Gitaly Snapshot Verification

GitalySnapshotVerificationDelayed is fired

Section titled “GitalySnapshotVerificationDelayed is fired”

When this alert is fired, it means that no verification pipeline was able to complete successfully. More precisely, the report job wasn’t able to complete or it couldn’t publish the metrics properly.

Check the scheduled pipelines in verification project, see if there are any failures in the first 3 stages:

  • For the restore stage, errors would be mostly GCP-related. Check the service account used for restoring the snapshots, or if there any quotas being hit.
  • For the verify stage, errors could be related to SSH-ing into the machine. Check if the restored machine is reachable by gcloud compute ssh ....
  • For the report stage, errors could be related to SSH-ing into the machine or hitting blackbox endpoint is failing for some reason. Check if the Ops blackbox instance is reachable from the runner.
  • In general, the first 3 stages depend on Vault running successfully to get the required tokens. Check if the correct permissions are in place.

GitalySnapshotVerificationNoRecentChanges is fired

Section titled “GitalySnapshotVerificationNoRecentChanges is fired”

This alert means a verification pipeline found no repository that has a recent commit. Take note of the Gitaly instance and its project name for which this alert was fired.
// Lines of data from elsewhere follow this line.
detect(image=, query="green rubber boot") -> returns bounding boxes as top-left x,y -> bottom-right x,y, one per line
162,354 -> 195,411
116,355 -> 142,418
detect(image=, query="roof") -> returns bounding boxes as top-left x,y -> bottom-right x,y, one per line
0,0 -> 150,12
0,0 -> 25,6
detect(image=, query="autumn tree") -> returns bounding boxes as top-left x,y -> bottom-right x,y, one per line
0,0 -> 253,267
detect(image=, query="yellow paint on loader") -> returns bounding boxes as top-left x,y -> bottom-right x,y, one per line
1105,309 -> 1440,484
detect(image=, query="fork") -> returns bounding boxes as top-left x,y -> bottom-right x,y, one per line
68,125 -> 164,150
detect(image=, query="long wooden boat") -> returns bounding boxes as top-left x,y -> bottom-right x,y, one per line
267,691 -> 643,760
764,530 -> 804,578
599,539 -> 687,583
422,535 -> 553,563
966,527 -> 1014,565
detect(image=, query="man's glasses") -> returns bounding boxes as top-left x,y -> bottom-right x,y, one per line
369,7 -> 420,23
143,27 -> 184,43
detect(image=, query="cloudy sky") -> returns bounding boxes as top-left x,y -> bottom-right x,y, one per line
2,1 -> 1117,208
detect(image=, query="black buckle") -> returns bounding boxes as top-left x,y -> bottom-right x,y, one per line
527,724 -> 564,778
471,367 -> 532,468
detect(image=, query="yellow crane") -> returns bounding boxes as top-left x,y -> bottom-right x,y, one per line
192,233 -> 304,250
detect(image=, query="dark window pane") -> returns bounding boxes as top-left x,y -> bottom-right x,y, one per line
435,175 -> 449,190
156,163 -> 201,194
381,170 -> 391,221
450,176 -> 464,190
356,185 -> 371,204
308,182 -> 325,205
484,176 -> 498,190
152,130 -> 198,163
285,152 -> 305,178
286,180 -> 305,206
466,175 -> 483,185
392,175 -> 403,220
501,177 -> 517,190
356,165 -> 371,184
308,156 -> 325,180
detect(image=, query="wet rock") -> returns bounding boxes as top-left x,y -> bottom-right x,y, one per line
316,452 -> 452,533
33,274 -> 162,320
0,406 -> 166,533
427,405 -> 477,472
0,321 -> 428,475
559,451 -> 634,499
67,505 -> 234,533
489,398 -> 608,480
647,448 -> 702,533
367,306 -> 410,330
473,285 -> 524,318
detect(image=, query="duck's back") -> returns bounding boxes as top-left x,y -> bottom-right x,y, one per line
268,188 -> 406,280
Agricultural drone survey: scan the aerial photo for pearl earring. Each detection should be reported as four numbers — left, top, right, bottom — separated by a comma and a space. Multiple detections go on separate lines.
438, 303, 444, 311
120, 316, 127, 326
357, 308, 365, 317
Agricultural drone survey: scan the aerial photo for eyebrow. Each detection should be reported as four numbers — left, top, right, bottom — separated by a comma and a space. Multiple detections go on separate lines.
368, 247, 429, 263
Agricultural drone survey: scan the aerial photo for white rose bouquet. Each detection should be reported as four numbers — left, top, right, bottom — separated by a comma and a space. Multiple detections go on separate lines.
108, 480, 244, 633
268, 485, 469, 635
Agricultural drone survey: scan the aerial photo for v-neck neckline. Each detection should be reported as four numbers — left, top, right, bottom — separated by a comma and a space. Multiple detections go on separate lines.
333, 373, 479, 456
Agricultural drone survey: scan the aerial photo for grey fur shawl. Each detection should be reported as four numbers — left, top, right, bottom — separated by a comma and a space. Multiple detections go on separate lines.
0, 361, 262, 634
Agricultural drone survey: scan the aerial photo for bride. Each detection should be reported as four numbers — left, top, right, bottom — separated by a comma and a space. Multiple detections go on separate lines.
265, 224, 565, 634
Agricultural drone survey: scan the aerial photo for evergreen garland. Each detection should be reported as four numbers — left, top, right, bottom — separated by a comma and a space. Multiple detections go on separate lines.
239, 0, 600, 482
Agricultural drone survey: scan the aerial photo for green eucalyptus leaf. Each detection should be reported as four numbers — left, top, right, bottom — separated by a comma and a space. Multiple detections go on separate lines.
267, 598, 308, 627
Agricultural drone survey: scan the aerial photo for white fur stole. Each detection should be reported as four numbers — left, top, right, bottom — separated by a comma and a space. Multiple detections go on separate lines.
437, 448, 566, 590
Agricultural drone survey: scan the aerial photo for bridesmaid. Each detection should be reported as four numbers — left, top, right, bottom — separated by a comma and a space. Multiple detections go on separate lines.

  1. The Gitaly instance could be a low-traffic one that just didn’t receive any new writes in the previous day. Try triggering a new pipeline for it using these instructions.
  2. The Gitaly instance may not have a recent snapshot created. Track the most recent pipeline for this instance and find the name of the snapshot used in the logs of the restore job. See if it’s really recent or a stale snapshot.
    • If it’s a stale one, then there’s a problem with the scheduled snapshotting that needs addressing.
  3. Trigger a new verification pipeline for the Gitaly instance instructions. After the verify is finished, trying SSH-ing into the machine and check if the verification script is running (using ps) and there are lines being printed in /var/tmp/git-report.log.
    • If not, trying running the script (the highlighted lines only) yourself and note any errors.